Property (T) is preserved under several group-theoretic operations but not all. It is preserved by taking finite extensions, passing to quotients, and taking products of groups with property (T); lattices in ambient groups with property (T) inherit property (T) under appropriate hypotheses as shown by Margulis and Kazhdan. However, property (T) is not preserved under passing to infinite index subgroups in general, and free products typically destroy property (T). Relative versions—Kazhdan pairs and property (T) for pairs of groups—give finer control for extensions and semi-direct products studied by Shalom and Bekka–de la Harpe–Valette.
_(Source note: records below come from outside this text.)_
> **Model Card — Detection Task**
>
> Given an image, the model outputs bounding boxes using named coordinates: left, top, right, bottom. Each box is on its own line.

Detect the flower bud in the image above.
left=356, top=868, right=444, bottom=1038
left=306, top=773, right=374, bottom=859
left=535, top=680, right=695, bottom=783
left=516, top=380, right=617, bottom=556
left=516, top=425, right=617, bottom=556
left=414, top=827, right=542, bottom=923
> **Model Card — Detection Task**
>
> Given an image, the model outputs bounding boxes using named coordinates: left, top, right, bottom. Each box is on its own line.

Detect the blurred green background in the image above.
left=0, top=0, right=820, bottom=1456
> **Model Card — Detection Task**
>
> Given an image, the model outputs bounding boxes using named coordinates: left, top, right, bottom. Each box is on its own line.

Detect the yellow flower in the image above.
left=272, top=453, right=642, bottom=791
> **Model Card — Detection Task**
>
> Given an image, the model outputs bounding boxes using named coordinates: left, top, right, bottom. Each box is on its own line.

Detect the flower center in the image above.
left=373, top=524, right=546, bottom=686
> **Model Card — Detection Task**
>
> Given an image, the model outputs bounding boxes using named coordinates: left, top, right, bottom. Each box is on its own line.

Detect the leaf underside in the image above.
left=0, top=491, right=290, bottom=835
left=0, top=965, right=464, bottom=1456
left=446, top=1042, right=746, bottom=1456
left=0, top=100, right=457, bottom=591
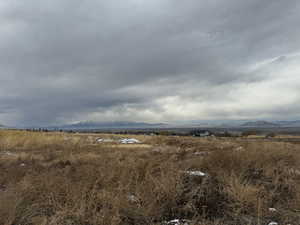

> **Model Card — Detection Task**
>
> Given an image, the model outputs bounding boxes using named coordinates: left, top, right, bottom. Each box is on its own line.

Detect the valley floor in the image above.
left=0, top=130, right=300, bottom=225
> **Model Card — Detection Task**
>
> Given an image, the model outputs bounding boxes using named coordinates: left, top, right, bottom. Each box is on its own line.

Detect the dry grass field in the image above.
left=0, top=130, right=300, bottom=225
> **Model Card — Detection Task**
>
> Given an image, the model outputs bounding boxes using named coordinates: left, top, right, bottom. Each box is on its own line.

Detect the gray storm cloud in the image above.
left=0, top=0, right=300, bottom=125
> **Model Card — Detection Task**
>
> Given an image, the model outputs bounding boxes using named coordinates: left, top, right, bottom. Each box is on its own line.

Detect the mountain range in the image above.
left=51, top=121, right=167, bottom=130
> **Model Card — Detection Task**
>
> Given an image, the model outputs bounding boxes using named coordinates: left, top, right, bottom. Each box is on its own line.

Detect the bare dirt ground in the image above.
left=0, top=130, right=300, bottom=225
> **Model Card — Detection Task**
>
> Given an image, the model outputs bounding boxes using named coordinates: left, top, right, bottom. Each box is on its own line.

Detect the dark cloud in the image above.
left=0, top=0, right=300, bottom=125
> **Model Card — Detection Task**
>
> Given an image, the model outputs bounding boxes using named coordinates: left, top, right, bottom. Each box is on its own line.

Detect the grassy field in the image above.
left=0, top=130, right=300, bottom=225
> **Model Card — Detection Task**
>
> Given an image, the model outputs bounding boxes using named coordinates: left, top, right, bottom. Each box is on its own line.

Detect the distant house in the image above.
left=190, top=130, right=213, bottom=137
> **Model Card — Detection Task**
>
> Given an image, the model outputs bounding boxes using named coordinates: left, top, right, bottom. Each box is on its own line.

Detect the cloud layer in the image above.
left=0, top=0, right=300, bottom=125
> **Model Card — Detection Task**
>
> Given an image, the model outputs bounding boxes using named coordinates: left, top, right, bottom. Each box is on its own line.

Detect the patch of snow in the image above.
left=96, top=138, right=114, bottom=143
left=2, top=151, right=15, bottom=156
left=185, top=171, right=206, bottom=177
left=235, top=146, right=245, bottom=152
left=268, top=222, right=278, bottom=225
left=194, top=152, right=209, bottom=156
left=165, top=219, right=189, bottom=225
left=120, top=138, right=141, bottom=144
left=128, top=194, right=139, bottom=203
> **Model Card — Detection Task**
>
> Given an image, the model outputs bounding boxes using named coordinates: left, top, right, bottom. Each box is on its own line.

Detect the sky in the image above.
left=0, top=0, right=300, bottom=126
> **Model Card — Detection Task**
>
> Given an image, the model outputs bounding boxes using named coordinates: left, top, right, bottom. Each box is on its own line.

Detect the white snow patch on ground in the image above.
left=164, top=219, right=189, bottom=225
left=185, top=171, right=206, bottom=177
left=120, top=138, right=141, bottom=144
left=268, top=222, right=278, bottom=225
left=96, top=138, right=114, bottom=143
left=269, top=208, right=277, bottom=212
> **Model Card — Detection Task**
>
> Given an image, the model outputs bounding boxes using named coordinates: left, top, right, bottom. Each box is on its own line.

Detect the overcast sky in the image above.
left=0, top=0, right=300, bottom=125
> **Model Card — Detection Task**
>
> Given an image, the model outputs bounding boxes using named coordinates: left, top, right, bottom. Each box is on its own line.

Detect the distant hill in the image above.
left=52, top=121, right=167, bottom=129
left=241, top=121, right=280, bottom=127
left=276, top=120, right=300, bottom=127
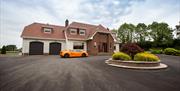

Property (T) was introduced by David Kazhdan in 1967 in the context of representations of Lie groups and discrete subgroups. Early milestones include Margulis's use of property (T) in proving superrigidity and arithmeticity for higher rank lattices, the discovery of its connections to expanders by Margulis and later explicit constructions by Lubotzky, Phillips, and Sarnak, and the development of quantitative Kazhdan constants by Zuk and Burger. Subsequent advances linked property (T) to measured group theory, von Neumann algebra rigidity, and geometric group theory through contributions by Furman, Popa, Gaboriau, Shalom, Bekka, de la Harpe, and Valette. Contemporary research continues to explore refinements such as property (τ), relative property (T), and interactions with coarse geometry and expanders studied by Arzhantseva and Khukhro.